Short Walk for Big Steps

I think it's been a hot and dry summer so far in Southeast Connecticut-not complaining (yet) because I'm also the guy who whines like a little girl when it's freezing and snowy in February around here, forgetting all about these days while crying.

As I work to walk my ten to twelve thousand steps a day, together with watching what I eat the best tools I have to manage my diabetes better than I have in many years, I wander across the town where I live, Norwich, on weekends visiting various neighborhoods, logging lots more than the desired number of steps and seeing situations and strategies that don't ever make my local newspapers.

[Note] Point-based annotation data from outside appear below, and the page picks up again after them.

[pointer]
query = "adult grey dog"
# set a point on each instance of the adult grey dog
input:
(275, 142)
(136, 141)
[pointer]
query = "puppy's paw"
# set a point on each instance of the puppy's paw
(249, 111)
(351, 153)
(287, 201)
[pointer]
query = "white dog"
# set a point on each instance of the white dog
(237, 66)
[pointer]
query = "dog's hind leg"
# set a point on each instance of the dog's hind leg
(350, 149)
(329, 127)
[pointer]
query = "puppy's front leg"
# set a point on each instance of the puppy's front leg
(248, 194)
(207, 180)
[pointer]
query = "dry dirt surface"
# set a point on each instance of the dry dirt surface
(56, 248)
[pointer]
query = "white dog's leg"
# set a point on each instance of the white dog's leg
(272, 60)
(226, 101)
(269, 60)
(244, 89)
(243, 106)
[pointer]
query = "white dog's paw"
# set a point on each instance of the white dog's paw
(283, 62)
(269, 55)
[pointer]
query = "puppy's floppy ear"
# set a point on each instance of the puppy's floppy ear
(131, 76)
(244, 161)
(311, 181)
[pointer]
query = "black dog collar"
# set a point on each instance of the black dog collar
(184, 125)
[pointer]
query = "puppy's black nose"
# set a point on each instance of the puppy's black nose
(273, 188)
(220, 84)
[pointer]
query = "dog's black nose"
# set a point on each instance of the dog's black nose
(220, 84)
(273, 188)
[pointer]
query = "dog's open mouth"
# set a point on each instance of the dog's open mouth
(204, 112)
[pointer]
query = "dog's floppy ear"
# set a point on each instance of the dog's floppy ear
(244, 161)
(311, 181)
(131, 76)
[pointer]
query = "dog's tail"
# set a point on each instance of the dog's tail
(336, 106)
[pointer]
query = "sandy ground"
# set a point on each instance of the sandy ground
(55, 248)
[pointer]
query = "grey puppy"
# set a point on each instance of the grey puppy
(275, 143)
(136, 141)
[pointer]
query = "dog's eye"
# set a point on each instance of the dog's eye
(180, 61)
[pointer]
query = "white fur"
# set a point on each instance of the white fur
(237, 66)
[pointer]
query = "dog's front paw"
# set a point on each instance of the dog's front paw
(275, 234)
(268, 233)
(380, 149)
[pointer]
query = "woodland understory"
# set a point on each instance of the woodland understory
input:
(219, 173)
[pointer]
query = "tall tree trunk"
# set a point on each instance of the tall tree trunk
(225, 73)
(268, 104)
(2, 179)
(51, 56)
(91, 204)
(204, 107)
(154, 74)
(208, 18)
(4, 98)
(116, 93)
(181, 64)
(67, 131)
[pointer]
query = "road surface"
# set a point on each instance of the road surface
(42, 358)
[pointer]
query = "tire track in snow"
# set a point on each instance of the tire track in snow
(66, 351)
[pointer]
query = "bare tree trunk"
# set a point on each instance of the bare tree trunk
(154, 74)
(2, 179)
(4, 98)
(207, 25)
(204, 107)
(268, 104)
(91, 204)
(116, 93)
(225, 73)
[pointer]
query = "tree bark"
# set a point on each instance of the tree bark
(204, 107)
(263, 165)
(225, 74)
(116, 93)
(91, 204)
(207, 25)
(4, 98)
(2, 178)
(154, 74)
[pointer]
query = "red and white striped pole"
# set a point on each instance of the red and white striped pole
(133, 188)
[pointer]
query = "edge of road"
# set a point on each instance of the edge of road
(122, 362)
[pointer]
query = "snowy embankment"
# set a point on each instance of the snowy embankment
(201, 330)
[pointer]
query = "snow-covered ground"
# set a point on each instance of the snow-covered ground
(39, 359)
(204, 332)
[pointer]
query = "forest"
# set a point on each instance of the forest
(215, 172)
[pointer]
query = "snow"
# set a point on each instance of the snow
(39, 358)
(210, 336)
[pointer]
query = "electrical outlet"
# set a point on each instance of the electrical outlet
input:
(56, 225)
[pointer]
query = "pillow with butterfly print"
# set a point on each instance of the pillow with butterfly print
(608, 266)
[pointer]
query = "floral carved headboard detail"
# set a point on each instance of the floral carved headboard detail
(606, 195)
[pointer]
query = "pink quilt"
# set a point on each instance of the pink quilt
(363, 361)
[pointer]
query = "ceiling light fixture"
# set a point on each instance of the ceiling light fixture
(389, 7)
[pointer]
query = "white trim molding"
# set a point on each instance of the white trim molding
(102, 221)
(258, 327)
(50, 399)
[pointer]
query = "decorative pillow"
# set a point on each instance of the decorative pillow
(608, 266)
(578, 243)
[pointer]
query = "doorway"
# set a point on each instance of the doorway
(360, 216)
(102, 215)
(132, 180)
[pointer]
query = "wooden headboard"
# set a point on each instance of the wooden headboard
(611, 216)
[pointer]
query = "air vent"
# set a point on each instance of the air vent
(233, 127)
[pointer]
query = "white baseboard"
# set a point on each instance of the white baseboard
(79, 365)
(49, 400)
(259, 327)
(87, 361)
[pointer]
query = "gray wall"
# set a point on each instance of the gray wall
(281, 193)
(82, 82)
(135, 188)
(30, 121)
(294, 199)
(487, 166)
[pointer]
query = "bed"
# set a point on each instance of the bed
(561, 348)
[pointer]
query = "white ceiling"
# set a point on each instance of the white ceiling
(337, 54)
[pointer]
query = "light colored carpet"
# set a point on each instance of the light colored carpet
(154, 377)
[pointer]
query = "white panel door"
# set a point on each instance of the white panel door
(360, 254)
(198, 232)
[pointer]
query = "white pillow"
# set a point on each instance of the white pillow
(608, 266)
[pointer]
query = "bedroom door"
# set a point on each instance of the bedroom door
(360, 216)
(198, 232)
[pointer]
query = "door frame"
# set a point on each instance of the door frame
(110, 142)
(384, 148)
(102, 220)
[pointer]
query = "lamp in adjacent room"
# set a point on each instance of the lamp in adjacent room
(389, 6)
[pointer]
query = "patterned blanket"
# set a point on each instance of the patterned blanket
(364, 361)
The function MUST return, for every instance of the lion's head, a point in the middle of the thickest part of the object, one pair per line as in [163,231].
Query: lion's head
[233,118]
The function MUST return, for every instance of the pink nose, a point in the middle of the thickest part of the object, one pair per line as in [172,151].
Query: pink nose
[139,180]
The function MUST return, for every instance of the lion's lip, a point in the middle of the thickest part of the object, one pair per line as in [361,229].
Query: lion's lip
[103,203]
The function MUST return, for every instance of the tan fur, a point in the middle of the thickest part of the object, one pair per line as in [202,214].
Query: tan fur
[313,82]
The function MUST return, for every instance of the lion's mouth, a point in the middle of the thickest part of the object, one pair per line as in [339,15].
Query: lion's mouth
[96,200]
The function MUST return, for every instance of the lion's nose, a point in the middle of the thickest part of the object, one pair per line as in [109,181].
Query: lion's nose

Yesterday morning wasn't an aimless wandering (which I do so well, if it's ever declared an Olympic sport you'll find me at the medals podium) but a hike to what could be our downtown-we call it Chelsea and cynics suggest if you blink, you'll miss it, so I always keep my eyes wide open.

Walking down Broadway near Saint Patrick's, I was in time to watch the faithful exiting the cathedral after (I'm assuming) morning Mass, around 7:30, and start on their weekends in one instance as a driver made a u-turn in front of St Pat's, cutting off another car who angrily honked while the first driver flipped him off. In front of the church. I marveled-waiting for The Lord to smite somebody and realizing that's our problem these days, not enough smiting.

The houses on Broadway as you walk from Chelsea Parade towards City Hall and Church street go from massive and sprawling end of the 1800's architecture that's been reinvented in many places as multiple family dwellings to, the longer you continue to walk, smaller houses filled with people scuffling to hang on to their piece of the American Dream as in many instance houses on either side of theirs sprout for sale signs and show signs of abandonment.

It was our Semisepticentennial this time last year and many of us partied like it was 1849 and that hangover, combined with the sound empty pockets make when the money runs out, is all coming together now and no one is very happy about it, especially since we can't find anyone to blame (which is what many of us, and not just here in The Rose of New England, do better than anything else).

Probably like what happened where you live-our city council wound up putting together a budget that made bare bones look like the lap of luxury, much to the consternation of folks from just about everywhere, and the only saving grace in the exercise was the realization that next year's budget will probably be worse, in terms of paying for current programs and services much less adding new ones.

I was heading to a two hour workshop on Economic Development Bond Issues that I'll write more, lots more, about in the days and weeks to come. But no matter what's envisioned for this piece of New England's past, still looking for its niche in 21st Century America, it's already too late for the Taste of Istanbul restaurant as well as the flower shop and Wauregan Deli (they had reuben sandwiches to die for!) all three alongside of each other and all closed, the latter two in the Wauregan Hotel, an eighteen million dollar state funded renewal project that came with the obligatory assurance that 'Norwich is on the move.' Yeah, it sure is.

Even on Saturdays, the moving vans and pick-up trucks with cardboard boxes and the beater cars crammed with families who failed are rolling beyond the city limits, past the distressed houses, the abandoned textile mills sitting on contaminated property and the empty store fronts facing the litter-lined streets of a downtown with no one out and about on a Saturday morning except one dweeb, listening to James McMurtry on his headphones hoping like hell the song is wrong but fearing that's a bad bet these days.